Director: Catarina Alves Costa; release 2009; length: 22 minutes
Textile factory. National Highway 206. North of Portugal, in the Ave River Valley. The film shows an 80 years old textile factory. With 1200 workers, the factory exports 80% of its production to Germany, the EU and Japan producing high quality textile for Armani and Hugo Boss. The everyday life and routine of a factory that never shuts down, day or night, and those who work in there. Inside its corridors and enormous machines, we follow the workers daily lives as they talk about different professional and other experiences.
Catarina Alves Costa
Filmmaker and anthropologist Catarina Alves Costa was born at 1967. She has a BA in social anthropology from the University of Lisbon (1990) and an MA in visual anthropology (Granada Centre, University of Manchester, 1992). Since 1997 she has worked as a teacher in visual anthropology and documentary film in Lisbon.
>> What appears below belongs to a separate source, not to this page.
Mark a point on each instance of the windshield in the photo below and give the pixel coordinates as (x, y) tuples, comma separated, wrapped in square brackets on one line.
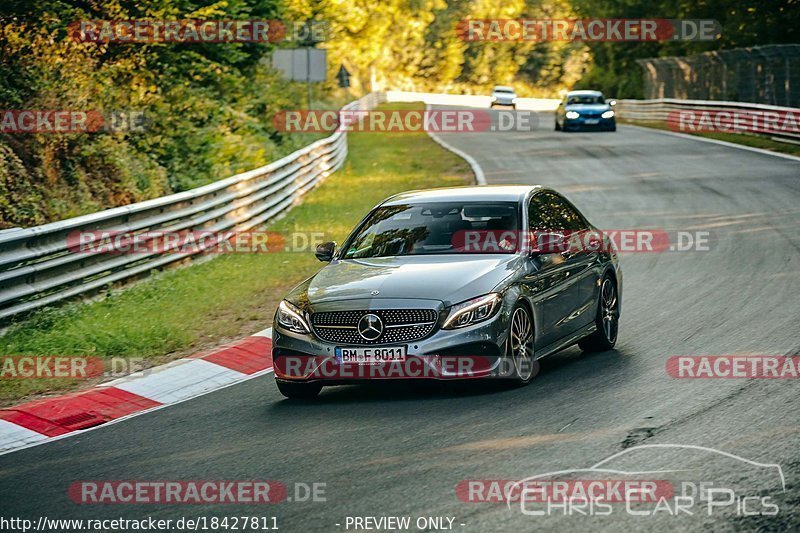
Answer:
[(586, 99), (429, 228)]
She is also co-founder of the production company Laranja Azul, where she works as a producer and director of creative documentaries. From 1995 to 2000 she worked in the Film Archives of the National Ethnological Museum doing research and production of documentary films for exhibitions (mostly about Africa and Timor).
High Rise

Director: Gabriel Mascard; release: 2009; length: 75 minutes
Link to trailerHigh Rise presents an analysis of the dominant Brazilian classes through a dialogue with the inhabitants of eight penthouse apartments in Rio de Janeiro, Sao Paulo and Recife. During the film, penthouse residents open up their homes to reveal their thoughts on social inequality, politics, and the world that surrounds them, as well as discussing more intimate subjects such as their desires, dreams, conflicts, insecurities, prejudices and personal histories. Through these dialogues and a poetic visual and sound narrative, the film explores the social and cultural mindset of the elite, and the phenomenon of the ‘verticalisation’ of the Brazilian cityscape. High Rise is a film about height, status and power and provides an opportunity to question and challenge the elite in a way that has never been done before in Brazilian cinema.
Gabriel Mascard
Gabriel Mascaro graduated in Social Communications from the Federal University of Pernambuco, Recife, Brazil. He began his career working with video art and new media and has worked as assistant to big Brazilian film names such as Marcelo Gomes (Cinema, Aspirins and Vultures - Cannes 2005) and Cláudio Assis (Bog of Beast – Tiger Award, Rotterdam 2007). In 2008, Gabriel launched his first documentary feature film The Beetle KFZ-1348. High Rise is Gabriel’s second feature film. Alongside the film’s launch Gabriel is finalizing his third feature film Charming Brasilia Avenue.
20:00
Constantin and Elena

Director: Andrei Dascalescu; release: 2008; length: 102 minutes
In a Romanian village, an elderly couple has been happily married for almost 55 years. Constantin and Elena know that life must end, but are happy with everything that they've had. They fill their days with chores in and around the house, going to church and receiving welcome visitors, not to mention a catnap every now and then. Everything that these two old lovebirds do goes slowly: from helping each other get dressed and climb ladders to weaving Elena's beautiful tapestries. Often they sing old Romanian songs at the tops of their voices, or Constantin's old battle songs from his army days. A cinematic, observational, sometimes voyeuristic look at a way of life and at two lives, both almost extinct.
Andrei Dascalescu
Andrei started as a radio DJ in his hometown during his teenage years. He then moved to Bucharest to study sound and editing at the Film University. At the same time he worked as a freelance editor and sound engineer for BBC Romania, and on many films including Francis Ford Coppola's Youth Without Youth, as assistant to the legendary editor Walter Murch. He produced and directed the award-winning short feature Fly, then made his documentary debut with Constantin and Elena.